Many writers assume that healthcare costs are fixed and not subject to market influences.   Today, of course, that is true.  There is no effective price competition within that portion of healthcare that insurance pays for.   

The article is “widely quoted” because of his stated goal of “Opening up the health insurance market to more vigorous nationwide competition, as we have done over the last decade in banking.”  Talk about poor timing!  I don’t think anyone today would advocate making the health insurance market look like the financial market.  Suppose your health insurance were provided by AIG!  [As a charter member of “the Keating five”, McCain should have known better.]  

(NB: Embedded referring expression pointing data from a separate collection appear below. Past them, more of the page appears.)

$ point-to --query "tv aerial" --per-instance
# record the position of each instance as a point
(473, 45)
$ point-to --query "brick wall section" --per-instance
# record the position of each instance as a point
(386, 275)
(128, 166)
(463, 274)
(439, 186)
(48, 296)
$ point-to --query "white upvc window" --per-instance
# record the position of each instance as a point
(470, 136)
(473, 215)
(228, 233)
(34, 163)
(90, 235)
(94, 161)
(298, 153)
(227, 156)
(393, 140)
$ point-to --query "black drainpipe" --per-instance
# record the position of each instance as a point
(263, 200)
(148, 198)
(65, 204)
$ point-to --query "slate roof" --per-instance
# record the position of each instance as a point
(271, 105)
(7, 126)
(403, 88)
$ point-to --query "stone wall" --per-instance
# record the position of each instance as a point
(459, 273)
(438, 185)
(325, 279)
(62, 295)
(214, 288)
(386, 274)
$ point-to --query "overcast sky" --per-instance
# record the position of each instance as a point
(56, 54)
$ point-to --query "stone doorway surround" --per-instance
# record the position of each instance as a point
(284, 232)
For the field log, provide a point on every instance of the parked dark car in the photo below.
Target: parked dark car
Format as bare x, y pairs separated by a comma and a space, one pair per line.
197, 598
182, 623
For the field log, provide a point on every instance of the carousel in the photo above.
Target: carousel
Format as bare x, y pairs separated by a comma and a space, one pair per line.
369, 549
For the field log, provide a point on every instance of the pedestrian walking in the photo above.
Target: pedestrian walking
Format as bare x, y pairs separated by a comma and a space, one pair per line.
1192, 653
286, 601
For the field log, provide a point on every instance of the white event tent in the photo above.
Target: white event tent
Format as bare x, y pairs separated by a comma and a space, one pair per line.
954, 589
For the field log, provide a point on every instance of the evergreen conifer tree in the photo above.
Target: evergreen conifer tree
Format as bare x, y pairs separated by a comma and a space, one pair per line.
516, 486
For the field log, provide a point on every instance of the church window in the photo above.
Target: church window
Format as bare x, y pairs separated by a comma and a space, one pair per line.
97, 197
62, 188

McCain was, of course, talking about his plan to eliminate the ability of states to define what health insurance in their state must include.  The coverage would be defined by the feds, and the role of the states would only be paying for it.  There is some validity to this argument.  Under the present system, a national insurance company must offer a different policy in each state to conform with individual state laws.  Mental health is a biggie.  The same situation exists with building codes, thus preventing mass produced housing or housing components.  

Following the same argument, he would remove health insurance from the workplace and expect individuals to purchase federally defined individual policies.  Think about this for a minute:  who would you trust to administer your health insurance policy, the federal government, a national insurance company, or your employer?  If you have trouble with this question, call Medicare and pretend you have a denied claim you want to discuss.  Another disadvantage of removing health insurance from the workplace would be removing incentives for the many health promotion programs offered by employers.

It’s a complex market, but healthcare costs can be reduced.  Standard industry tools, such as lean six sigma have been applied with good effect.  We need a compelling reason to apply these tools more widely.